Continuing Conversations

# Start a conversation and get a conversation ID
llm "Explain how TCP handshakes work" --cid tcp-talk

# Continue the same conversation
llm --cid tcp-talk "Now explain how TLS builds on top of that"

# List recent conversations
llm logs list

# View a conversation's full log
llm logs show tcp-talk

Real Bash Pipeline Examples

Git Diff to Commit Message

# Generate a commit message from staged changes
git diff --cached | llm "Write a concise git commit message for these changes. 
Use conventional commits format (feat/fix/refactor/etc). 
Output only the commit message, nothing else."
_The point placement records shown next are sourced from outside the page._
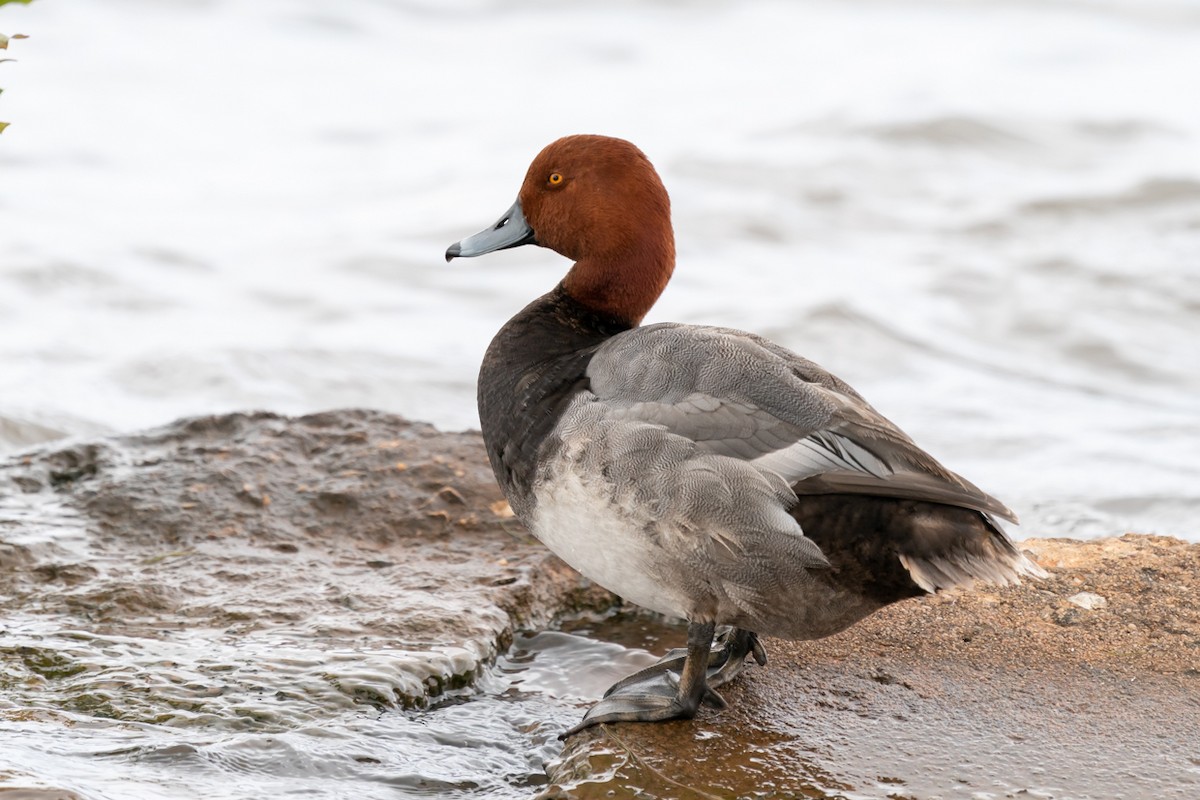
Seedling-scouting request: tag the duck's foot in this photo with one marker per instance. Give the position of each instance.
(657, 693)
(725, 660)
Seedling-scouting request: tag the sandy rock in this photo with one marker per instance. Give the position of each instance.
(990, 693)
(286, 566)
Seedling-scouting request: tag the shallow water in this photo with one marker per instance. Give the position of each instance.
(984, 215)
(181, 716)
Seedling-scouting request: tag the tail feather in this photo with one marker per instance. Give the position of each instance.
(945, 553)
(894, 548)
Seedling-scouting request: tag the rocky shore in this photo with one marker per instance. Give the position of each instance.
(387, 547)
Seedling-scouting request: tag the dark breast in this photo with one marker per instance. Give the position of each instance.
(535, 365)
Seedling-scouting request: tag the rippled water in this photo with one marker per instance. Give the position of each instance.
(984, 215)
(180, 716)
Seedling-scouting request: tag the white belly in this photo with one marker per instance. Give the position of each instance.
(607, 541)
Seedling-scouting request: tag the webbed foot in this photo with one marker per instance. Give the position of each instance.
(675, 687)
(725, 660)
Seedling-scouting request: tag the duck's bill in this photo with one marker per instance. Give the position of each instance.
(510, 230)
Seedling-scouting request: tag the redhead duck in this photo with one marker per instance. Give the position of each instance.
(702, 473)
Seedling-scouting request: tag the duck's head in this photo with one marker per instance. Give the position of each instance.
(599, 202)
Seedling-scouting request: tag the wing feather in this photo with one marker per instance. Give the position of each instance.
(738, 395)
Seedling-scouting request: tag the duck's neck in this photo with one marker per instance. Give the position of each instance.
(625, 283)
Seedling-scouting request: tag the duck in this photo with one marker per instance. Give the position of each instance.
(701, 471)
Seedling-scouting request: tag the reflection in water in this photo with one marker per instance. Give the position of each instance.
(113, 716)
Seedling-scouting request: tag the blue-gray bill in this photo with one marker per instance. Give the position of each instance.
(510, 230)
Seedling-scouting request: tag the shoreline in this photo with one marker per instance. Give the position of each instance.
(373, 535)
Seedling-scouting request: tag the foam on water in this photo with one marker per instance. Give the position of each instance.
(984, 215)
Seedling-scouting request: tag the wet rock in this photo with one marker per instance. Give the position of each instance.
(257, 572)
(349, 530)
(997, 693)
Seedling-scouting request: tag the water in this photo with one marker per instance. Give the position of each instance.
(985, 215)
(181, 716)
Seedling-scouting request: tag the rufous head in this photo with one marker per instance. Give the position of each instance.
(599, 202)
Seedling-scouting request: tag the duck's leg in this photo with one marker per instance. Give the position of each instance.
(725, 660)
(738, 644)
(666, 698)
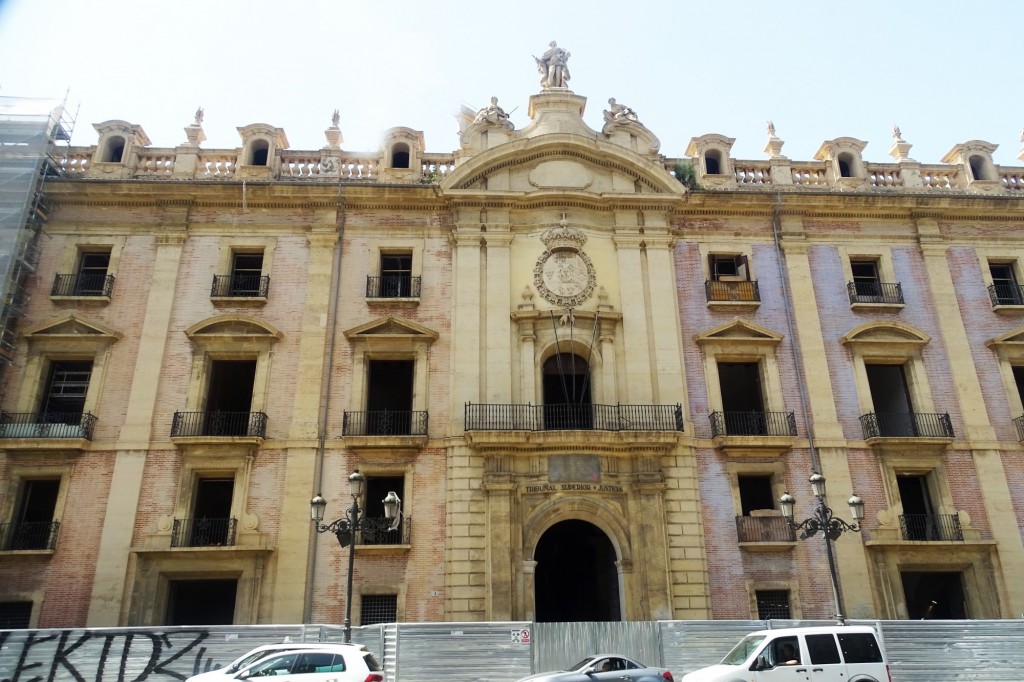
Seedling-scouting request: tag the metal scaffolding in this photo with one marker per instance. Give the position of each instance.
(34, 139)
# One-liner to commit with AI-generated message
git commit -m "$(git diff --cached | llm 'Write a git commit message in conventional commits format. Output only the message.')"

Error Log Analysis

# Analyze the last 100 lines of a log
tail -n 100 /var/log/nginx/error.log | llm "Summarize these nginx errors. 
Group by error type, note frequency, and suggest root causes."

# Find and explain errors from systemd
journalctl -u postgresql --since "1 hour ago" --no-pager | 
  llm "What errors occurred in PostgreSQL in the last hour and what likely caused them?"

# Extract and explain Python tracebacks
grep -A 20 "Traceback" app.log | llm "Explain each Python traceback and suggest a fix"

Summarizing curl Output

# Summarize an API response
curl -s https://api.github.com/repos/torvalds/linux/releases | 
  jq '.[0:5]' | 
  llm "Summarize these Linux kernel releases in plain English"

# Analyze HTTP headers for security
curl -sI https://example.com | llm "Analyze these HTTP headers for missing security headers"

# Summarize a webpage (using curl + html2text if installed)
curl -s https://news.ycombinator.com | 
  llm -s "Extract and summarize the top 5 Hacker News stories from this HTML. Output as a numbered list."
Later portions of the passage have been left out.